Il concerto alla Pieve di Tossino
Domenica 19 aprile alle 17 la Pieve di Tossino ha ospitato il concerto dal titolo «Pascha nostrum, la Settimana Santa fulcro della fede nel canto gregoriano».
Il coro Mediae Aetatis Sodalicium
Protagonista del concerto è stato il coro Mediae Aetatis Sodalicium, formazione fondata nel 1991 da studiose di discipline musicali e umanistiche dell’Università di Bologna.
Fin dalla sua nascita, l’ensemble ha svolto un’intensa attività concertistica in Italia e all’estero, esibendosi in diversi Paesi europei e anche in Giappone.
Composto esclusivamente da voci femminili, il gruppo si distingue per un approccio interpretativo che si richiama all’insegnamento di Dom Eugène Cardine, gregorianista dell’Abbazia di Solesmes, noto per aver sviluppato innovativi criteri di studio e interpretazione delle antiche notazioni musicali.

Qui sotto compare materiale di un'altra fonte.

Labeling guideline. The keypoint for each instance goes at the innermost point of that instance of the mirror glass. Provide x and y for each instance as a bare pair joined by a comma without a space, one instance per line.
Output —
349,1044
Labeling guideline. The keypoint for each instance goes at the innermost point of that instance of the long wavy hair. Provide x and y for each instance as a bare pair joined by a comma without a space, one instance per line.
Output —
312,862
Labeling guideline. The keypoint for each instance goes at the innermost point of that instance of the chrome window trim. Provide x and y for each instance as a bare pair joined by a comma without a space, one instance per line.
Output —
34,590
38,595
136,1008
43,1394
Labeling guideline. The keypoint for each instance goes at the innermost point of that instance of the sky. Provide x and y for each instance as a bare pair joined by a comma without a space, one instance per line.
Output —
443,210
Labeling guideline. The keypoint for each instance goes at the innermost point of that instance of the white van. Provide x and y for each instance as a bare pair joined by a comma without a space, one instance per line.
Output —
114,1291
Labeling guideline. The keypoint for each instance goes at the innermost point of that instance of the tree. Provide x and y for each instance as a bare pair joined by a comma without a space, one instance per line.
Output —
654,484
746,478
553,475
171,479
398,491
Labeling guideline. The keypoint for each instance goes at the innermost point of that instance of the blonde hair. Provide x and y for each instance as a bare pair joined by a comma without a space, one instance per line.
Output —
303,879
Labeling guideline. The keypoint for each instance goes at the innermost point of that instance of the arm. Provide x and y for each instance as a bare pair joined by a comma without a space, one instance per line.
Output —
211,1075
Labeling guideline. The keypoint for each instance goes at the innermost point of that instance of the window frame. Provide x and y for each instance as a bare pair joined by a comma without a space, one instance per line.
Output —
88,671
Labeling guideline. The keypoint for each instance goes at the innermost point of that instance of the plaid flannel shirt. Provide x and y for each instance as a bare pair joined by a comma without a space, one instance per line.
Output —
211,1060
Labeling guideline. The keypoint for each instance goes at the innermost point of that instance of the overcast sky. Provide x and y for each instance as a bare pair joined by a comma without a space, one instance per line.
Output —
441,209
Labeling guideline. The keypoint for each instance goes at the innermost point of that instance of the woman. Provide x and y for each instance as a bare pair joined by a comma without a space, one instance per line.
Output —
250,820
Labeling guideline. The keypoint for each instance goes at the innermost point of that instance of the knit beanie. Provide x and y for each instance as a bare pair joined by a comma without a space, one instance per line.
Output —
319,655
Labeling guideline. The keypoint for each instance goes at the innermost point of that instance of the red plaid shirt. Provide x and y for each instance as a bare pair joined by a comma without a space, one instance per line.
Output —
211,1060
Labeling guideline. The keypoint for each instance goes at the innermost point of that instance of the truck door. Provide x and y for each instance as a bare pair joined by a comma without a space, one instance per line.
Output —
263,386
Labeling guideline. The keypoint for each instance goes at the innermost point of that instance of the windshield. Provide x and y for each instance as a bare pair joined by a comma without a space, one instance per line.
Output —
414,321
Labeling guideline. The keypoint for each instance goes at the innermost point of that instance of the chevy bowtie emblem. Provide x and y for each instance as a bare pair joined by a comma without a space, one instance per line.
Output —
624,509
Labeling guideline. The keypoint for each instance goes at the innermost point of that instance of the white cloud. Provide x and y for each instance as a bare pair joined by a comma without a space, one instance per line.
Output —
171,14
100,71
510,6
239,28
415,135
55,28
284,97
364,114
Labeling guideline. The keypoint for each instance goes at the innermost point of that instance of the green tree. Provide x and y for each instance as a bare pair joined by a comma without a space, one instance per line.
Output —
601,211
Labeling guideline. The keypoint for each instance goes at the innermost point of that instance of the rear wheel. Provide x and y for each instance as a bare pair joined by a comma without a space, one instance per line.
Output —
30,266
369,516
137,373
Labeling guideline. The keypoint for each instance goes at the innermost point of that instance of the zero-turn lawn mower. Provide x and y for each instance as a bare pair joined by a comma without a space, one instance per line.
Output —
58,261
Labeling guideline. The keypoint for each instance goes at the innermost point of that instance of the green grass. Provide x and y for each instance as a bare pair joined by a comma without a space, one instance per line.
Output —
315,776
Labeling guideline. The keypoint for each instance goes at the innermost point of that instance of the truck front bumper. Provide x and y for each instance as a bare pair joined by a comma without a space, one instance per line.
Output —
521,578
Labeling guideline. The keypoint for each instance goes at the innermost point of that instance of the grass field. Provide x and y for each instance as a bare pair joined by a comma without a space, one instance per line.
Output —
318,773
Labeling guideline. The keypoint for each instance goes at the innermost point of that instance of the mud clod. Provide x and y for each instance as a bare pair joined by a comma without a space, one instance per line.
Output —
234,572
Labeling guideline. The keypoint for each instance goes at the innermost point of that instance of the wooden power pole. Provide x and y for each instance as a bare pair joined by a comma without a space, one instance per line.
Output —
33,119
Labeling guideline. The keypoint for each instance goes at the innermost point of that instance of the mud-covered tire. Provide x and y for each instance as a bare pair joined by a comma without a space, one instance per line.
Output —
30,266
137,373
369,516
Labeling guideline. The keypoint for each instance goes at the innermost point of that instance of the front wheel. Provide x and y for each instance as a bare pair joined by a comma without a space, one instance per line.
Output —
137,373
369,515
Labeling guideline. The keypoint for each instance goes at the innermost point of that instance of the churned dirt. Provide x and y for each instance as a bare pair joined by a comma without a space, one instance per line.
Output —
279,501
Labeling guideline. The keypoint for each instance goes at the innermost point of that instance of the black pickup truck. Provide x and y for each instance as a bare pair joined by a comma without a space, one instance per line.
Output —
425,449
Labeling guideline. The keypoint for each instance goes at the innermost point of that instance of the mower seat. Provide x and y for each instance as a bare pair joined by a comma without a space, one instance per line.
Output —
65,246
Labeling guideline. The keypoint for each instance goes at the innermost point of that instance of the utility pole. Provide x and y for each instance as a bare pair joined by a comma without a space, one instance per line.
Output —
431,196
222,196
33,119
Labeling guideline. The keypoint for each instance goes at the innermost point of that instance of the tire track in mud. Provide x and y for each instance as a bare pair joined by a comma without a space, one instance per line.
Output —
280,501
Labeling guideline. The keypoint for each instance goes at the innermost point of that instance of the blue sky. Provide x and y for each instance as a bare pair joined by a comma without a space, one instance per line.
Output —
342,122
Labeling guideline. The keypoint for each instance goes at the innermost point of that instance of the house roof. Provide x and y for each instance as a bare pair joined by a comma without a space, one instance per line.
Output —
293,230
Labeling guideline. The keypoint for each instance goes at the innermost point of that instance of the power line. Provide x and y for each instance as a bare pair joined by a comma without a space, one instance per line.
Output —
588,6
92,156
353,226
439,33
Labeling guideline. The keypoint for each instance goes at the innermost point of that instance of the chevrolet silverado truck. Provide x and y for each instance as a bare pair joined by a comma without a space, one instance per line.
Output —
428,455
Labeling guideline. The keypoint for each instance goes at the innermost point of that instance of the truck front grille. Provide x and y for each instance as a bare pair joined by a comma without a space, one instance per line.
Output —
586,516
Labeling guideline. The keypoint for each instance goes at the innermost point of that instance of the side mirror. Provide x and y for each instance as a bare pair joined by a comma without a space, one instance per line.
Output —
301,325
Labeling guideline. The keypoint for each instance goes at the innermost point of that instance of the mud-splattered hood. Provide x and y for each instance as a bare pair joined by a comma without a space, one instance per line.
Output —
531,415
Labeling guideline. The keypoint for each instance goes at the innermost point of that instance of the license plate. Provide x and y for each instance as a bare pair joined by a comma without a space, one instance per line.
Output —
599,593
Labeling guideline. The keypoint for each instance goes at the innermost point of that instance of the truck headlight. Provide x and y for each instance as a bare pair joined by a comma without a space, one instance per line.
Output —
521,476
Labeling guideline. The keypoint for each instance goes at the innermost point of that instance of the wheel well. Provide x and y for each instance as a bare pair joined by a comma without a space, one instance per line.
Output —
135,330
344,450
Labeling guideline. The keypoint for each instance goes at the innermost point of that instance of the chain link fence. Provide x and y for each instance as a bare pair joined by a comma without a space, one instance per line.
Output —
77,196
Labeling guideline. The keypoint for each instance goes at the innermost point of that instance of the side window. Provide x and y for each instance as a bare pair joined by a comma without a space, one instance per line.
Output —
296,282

Direzione e percorso artistico
Il coro si è formato sotto la guida del professor Nino Albarosa, che lo ha diretto dal 1991 al 2014. Oggi la direzione è affidata alla dottoressa Bruna Caruso, sua collaboratrice e assistente per oltre vent’anni.
Il programma del concerto, che ha previsto canti della liturgia della Settimana Santa, affiancati da laude medioevali, ha profondamente colpito tutti i presenti che hanno salutato con un lungo applauso l’esibizione del coro.
“Un’esperienza bella e affascinante, nello splendido scenario della Pieve” – ha commentato il sindaco Jader Dardi, presente al concerto.